Catherine Bowman makes lists in “Sylvia’s Photo Album,” “Things To Eat, Paris, 1953” and her series of “Things To Do” poems, all from The Plath Cabinet. Susan Firer’s list poems include “Small Milwaukee Museums,” “Where Song Comes From,” and “The Wave Docent.” Paul Guest gives us “My Index of Slightly Horrifying Knowledge,” “To-Do List,” and “Things We Agreed Not to Shout,” which is reproduced here:
Things We Agreed Not to Shout [by Paul Guest]
Mom is dead. Dad melted. Again.
Bitter recriminations. Bitter infidelities. Bitter.
Streisand is on. Finnish curses on the firstborn
of everyone who held us back. My credit rating.
Your many catalogs of shame. Scrapbook time.
Do you remember where we sank the kindergarteners?
Infectious constipation. In our spare time,
we enjoy perfecting methods of evisceration.

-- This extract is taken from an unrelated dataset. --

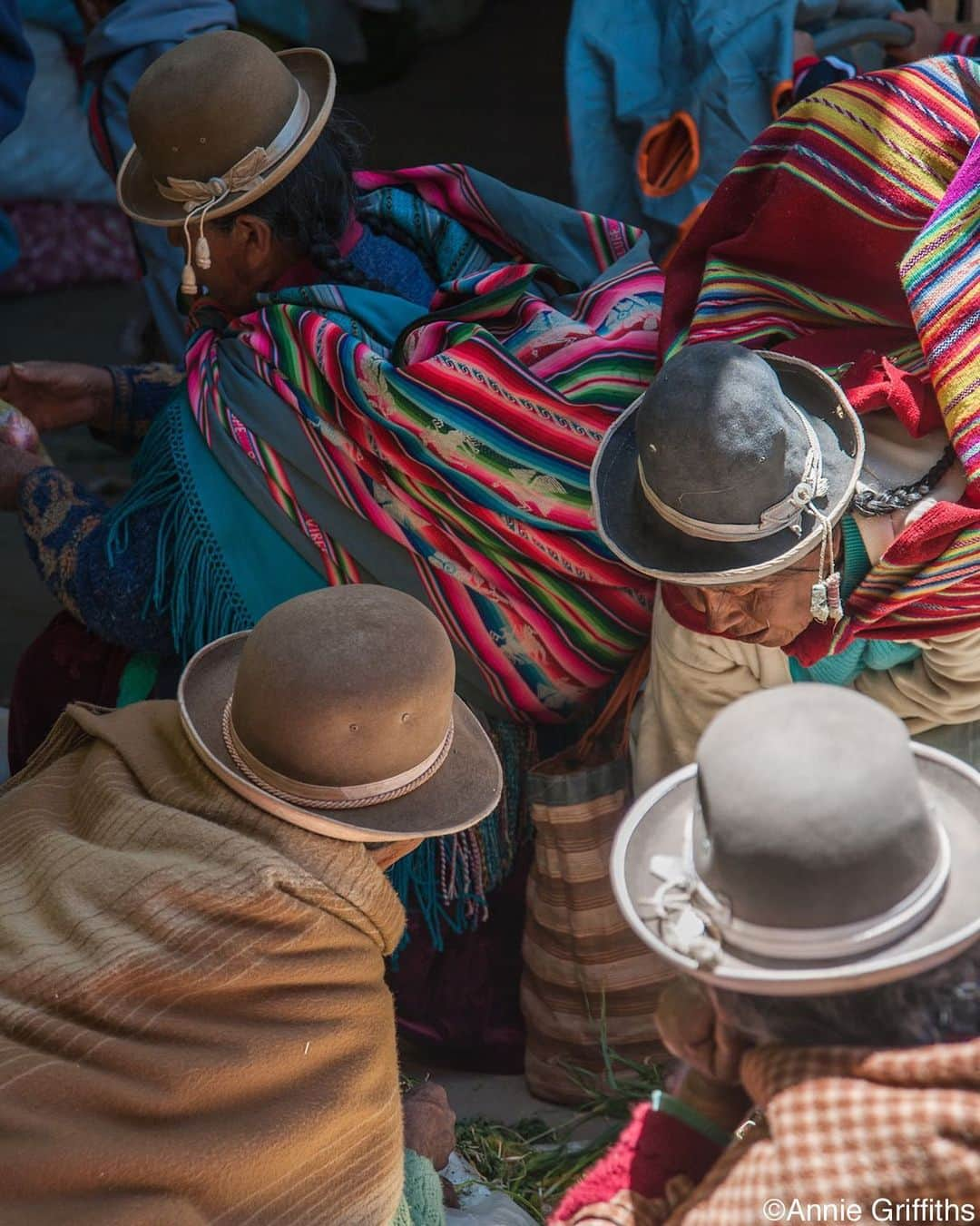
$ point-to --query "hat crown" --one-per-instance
(201, 107)
(811, 809)
(718, 439)
(345, 687)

Bingo. Also, fire. Let’s make a baby.
Not anymore. You feel kind of weird inside.
My brother’s indiscretions. My indiscretion
with your brother. That lost weekend in Vegas.

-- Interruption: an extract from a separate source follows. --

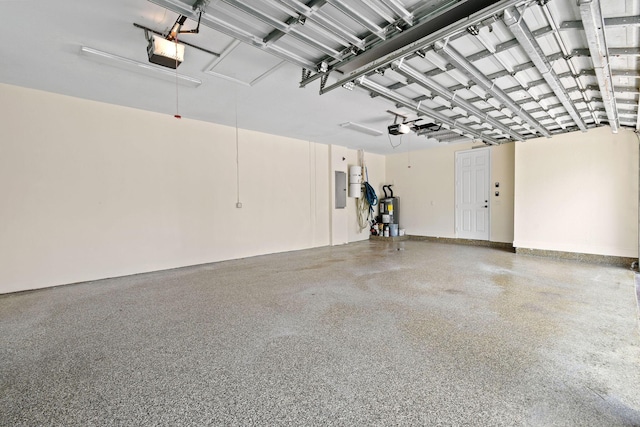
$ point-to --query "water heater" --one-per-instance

Landslide of therapy. Moving to another state. Again.
We are running out of America. Faster.
Right there. Good girl. Judas Priest lyrics.
Freebird. Woo. Random latitudes.
Imagined injuries. Getting tired of your meniscus.

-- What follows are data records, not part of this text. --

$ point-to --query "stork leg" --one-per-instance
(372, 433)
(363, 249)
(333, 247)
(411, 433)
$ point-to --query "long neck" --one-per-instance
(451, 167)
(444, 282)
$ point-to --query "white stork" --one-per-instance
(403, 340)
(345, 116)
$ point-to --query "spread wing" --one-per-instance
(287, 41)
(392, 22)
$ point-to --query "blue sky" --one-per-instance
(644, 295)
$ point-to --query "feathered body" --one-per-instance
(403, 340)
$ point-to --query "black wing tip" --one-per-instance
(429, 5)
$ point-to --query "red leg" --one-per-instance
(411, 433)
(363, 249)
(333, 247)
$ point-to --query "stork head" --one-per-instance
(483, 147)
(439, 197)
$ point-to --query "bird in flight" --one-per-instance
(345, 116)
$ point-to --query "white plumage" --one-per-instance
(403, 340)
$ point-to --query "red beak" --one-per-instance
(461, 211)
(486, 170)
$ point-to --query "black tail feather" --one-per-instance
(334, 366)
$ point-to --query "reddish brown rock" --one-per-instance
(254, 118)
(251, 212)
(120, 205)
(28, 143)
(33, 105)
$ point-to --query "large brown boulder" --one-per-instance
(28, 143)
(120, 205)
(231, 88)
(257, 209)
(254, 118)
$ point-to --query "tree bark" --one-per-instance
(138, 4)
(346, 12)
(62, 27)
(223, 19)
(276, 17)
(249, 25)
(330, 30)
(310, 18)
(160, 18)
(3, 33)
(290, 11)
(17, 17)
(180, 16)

Seriously. Routing numbers
and decade by decade
delineations of your bra sizes. Beginning with the seventies.
You promised. I thought you were
asleep. I thought you wouldn’t mind it.
Surprise.
The list poem inherently invites the reader into its space. It asks for suggestions. What’s left out here? What could be added to this list? What kinds of things have you agreed not to shout? (To Guest’s list, I’d add, “Curse words at seagulls in the morning.”)
But there’s also a clear reason why the reader’s additions are not a part of the list already (so clear that it probably doesn’t need to be said, but I’ll say it anyway): This is not my list. This list is a representation of the speaker at a particular moment in time. It’s possible that he might agree next week not to shout curse words at seagulls in the morning. But at the time of the poem, it wasn’t a defining piece of his character. Maybe it’s a piece of mine though… So maybe I’ll create my own list… And oh, another reason the list poem is so spectacular! The encouragement of new poems. And then, years after you write your own “things I’ve agreed not to shout” poem, you might write another one because maybe you’ve decided to start shouting at seagulls since then. It’s a wonderful process, really.
So I’m going to go make a list of all my favorite TV shows. Who really knows why. But when I’m done, the list will exist, and I will have it to look at and consider its implications, what it says about me as a TV watcher, an entertainment seeker, an American, a human being. And maybe I’ll never look at it again. Or I’ll make another list in 15 years because this list doesn’t define me anymore. Or maybe I’ll make a poem of it, like John Ashbery’s “They Knew What They Wanted,” a list poem comprised of film titles. And then he’ll write a poem in response to mine comprised of only TV show titles. And then… well, the list goes on, doesn’t it?